FSDP Hybrid Shard Mode - is it feature complete?

orchidmajumder · May 4, 2023, 7:43pm

Hi,
I wanted to know if the HYBRID_SHARD mode of FSDP has feature parity at this point with respect to FSDP with FULL_SHARD or SHARD_GRAD_OP mode. For a given model (CLIP-like), right now, for me, saving optimizer state_dict in the following fashion does not work in HYBRID mode, but works in FULL_SHARD. It fails with an index-out-of-bound error.

FSDP.set_state_dict_type(
module=self.model,
state_dict_type=StateDictType.FULL_STATE_DICT,
optim_state_dict_config=FullOptimStateDictConfig(rank0_only=True, offload_to_cpu=True),
state_dict_config=FullStateDictConfig(rank0_only=True, offload_to_cpu=True),
)
state_dict = FSDP.optim_state_dict(self.model, optimizer)

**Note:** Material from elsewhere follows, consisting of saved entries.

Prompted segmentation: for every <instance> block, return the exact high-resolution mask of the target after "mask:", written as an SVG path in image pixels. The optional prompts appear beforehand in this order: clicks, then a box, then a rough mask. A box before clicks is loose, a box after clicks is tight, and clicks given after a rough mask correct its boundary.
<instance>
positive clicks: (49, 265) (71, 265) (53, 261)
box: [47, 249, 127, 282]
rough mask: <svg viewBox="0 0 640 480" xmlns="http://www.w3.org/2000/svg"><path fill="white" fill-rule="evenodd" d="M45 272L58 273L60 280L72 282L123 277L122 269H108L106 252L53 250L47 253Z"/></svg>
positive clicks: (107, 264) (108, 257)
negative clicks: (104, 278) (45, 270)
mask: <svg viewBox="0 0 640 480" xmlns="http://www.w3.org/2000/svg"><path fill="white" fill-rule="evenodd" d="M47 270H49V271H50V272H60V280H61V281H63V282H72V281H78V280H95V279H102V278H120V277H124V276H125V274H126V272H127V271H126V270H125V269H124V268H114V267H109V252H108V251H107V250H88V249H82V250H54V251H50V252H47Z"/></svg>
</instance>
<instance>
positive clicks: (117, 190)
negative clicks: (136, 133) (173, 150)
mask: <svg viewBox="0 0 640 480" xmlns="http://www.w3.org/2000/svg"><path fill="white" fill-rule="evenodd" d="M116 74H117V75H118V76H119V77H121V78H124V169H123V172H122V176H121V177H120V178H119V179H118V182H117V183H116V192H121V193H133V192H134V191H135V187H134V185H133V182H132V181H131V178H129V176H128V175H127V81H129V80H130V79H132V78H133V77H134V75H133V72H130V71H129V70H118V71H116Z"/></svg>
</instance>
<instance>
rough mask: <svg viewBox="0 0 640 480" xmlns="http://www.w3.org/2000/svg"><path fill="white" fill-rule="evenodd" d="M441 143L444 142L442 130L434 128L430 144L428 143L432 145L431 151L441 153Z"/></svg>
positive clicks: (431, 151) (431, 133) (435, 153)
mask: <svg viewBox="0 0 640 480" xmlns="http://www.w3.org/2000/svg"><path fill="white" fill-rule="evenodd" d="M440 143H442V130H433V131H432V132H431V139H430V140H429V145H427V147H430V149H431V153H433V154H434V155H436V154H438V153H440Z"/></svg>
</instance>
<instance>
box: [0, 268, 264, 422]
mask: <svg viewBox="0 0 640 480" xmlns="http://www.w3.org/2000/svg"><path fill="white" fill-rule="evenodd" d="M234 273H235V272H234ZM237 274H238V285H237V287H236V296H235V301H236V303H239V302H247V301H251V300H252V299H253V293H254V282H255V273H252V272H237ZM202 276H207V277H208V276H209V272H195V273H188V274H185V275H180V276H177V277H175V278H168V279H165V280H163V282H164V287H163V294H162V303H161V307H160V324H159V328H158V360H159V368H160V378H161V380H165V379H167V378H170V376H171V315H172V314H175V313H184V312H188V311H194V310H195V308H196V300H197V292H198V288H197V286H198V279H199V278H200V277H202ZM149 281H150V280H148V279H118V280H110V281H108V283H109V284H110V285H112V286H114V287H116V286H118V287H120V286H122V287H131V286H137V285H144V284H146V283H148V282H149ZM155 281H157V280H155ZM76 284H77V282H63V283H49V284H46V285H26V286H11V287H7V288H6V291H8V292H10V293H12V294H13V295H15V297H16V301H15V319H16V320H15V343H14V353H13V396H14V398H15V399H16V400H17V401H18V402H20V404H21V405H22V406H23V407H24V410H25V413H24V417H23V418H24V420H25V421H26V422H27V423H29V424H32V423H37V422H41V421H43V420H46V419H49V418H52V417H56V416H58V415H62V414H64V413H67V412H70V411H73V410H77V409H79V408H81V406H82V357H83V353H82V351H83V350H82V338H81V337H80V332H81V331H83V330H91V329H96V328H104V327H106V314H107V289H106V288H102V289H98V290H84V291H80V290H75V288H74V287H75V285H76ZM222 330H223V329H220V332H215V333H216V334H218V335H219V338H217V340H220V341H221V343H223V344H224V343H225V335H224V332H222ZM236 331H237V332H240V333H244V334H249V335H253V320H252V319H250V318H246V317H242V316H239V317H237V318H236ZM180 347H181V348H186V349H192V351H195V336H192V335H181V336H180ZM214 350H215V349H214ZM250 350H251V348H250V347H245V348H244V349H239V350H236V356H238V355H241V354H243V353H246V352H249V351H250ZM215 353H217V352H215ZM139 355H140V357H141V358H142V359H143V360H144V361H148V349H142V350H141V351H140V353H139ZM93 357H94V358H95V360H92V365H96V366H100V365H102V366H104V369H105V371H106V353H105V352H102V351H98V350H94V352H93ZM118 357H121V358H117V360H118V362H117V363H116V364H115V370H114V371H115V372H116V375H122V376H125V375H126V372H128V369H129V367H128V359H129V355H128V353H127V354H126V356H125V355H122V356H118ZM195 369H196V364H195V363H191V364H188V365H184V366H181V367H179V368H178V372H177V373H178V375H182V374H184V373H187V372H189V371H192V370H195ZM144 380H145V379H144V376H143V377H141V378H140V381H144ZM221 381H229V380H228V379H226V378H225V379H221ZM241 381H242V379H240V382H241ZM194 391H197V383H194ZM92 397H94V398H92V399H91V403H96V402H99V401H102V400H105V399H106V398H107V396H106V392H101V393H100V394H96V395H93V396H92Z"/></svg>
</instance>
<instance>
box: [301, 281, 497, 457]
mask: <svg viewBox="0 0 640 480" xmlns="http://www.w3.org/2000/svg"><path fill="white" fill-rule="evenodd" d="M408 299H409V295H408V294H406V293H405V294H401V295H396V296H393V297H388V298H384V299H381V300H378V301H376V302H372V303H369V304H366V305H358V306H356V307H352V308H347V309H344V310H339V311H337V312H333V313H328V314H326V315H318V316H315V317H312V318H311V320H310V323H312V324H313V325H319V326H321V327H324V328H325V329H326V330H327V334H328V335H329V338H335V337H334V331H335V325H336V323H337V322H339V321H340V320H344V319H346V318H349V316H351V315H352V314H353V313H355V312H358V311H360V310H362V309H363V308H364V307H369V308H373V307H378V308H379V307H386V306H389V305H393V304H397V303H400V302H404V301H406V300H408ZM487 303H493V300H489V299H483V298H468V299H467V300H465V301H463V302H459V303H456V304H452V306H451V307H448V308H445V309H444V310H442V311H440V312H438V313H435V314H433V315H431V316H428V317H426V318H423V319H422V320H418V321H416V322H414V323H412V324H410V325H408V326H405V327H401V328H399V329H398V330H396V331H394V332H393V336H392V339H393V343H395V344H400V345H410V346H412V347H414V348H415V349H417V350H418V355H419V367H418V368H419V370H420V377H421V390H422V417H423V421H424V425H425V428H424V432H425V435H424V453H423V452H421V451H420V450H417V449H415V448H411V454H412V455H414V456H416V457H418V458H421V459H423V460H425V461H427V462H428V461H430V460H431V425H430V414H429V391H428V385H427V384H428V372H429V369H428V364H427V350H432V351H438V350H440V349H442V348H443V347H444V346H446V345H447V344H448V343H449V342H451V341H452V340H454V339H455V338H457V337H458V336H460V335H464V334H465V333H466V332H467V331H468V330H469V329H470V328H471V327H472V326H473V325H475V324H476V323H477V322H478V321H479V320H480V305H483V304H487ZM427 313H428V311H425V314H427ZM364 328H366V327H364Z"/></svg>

I wanted to know if this is expected or if I need to something different for the HYBRID as opposed to FULL shard. Thanks in advance and really appreciate all the great work you have done on FSDP and in PyTorch in general.

agu · May 5, 2023, 12:59am

Could you file an issue on Github with a way to reproduce the issue?

orchidmajumder · May 5, 2023, 1:32am

Thanks, I’ll do it. The error only happens in a multi-node setup, it works fine on single node.